PyPI Administrator here, and the person who removed GPG from PyPI.
All the way back in 2013 I had written blog posts that talked about how GPG was not sufficient for a secure package signing scheme in a repository.
I first proposed removing GPG back in May of 2016 (turns out May is a bad month for GPG in my world). At that time we were knee deep in rewriting PyPI into it's modern incanation and trying to quickly identify what features were actually important enough to keep in the new implementation and what features were not.
Even back in 2016 I did not think that the level of use of GPG and the relative uselessness of the signatures made sense to keep it as a feature. However when I proposed it we got some small amount of push back, primarily from Linux distributors, and the feature had already been implemented so we just removed it from the UI and left the feature in. This wasn't an endorsement of the feature, but rather a tactical choice that it wasn't worth spending more time on removing GPG at that point when we were focused on the rewrite.
In the intervening years it had periodically come up, everyone had agreed that it wasn't part of our long term plans, but nobody had the time to dig into figuring out if the signatures that were being uploaded were actually useful and without that, there was some vague concern that maybe somewhere out there some system might be relying on them, and not wanting to "pick a fight" over it at that time.
Then woodruffw did the work to investigate how useful the existing signatures actually were, and quite frankly the numbers were worse than I expected. I honestly expected most of the existing signatures to be meaningfully verifiable, because from my perspective, the only people left signing were likely going to be people who were invested in GPG, and thus more likely to spend the time to make sure that everything was working.

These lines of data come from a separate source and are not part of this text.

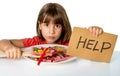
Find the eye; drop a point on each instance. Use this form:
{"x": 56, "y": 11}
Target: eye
{"x": 46, "y": 24}
{"x": 58, "y": 25}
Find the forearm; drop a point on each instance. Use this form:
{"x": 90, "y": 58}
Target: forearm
{"x": 5, "y": 44}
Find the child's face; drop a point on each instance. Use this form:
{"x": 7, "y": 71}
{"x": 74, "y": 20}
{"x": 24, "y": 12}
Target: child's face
{"x": 50, "y": 31}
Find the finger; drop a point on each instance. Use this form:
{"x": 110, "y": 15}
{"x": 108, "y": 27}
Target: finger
{"x": 90, "y": 29}
{"x": 7, "y": 54}
{"x": 100, "y": 31}
{"x": 14, "y": 54}
{"x": 94, "y": 31}
{"x": 97, "y": 32}
{"x": 11, "y": 54}
{"x": 18, "y": 54}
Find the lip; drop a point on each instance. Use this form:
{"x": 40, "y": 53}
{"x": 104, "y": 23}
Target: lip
{"x": 51, "y": 37}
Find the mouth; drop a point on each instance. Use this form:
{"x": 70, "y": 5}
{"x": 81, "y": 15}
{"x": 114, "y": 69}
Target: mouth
{"x": 51, "y": 37}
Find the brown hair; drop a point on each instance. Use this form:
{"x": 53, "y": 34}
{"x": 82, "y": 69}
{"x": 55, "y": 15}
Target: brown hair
{"x": 58, "y": 13}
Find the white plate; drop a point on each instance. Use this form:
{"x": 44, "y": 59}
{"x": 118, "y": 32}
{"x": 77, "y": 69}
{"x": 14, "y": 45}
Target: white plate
{"x": 48, "y": 45}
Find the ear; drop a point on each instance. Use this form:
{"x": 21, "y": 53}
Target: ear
{"x": 39, "y": 25}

Given that new information, along with a long desire (over 7-10+ years now!) to remove this small bit of security theater, I went ahead and threw together a pull request to actually do it now. Like a lot of things in OSS, it was a perfect storm of someone pointing out a problem to someone who had enough time and motivation at that point in time to fix it that made that particular task bubble up to the top of my long TODO list.
Why would you expect regular GPG users to have signed things years ago with keys that never expire? People who regularly use GPG tend to set expiration dates on their keys. Non expiring keys are a really bad idea.
I agree that long lived GPG keys are a bad idea, which is yet another reason why the feature was a bad one, because it could only ever work with non expiring GPG keys.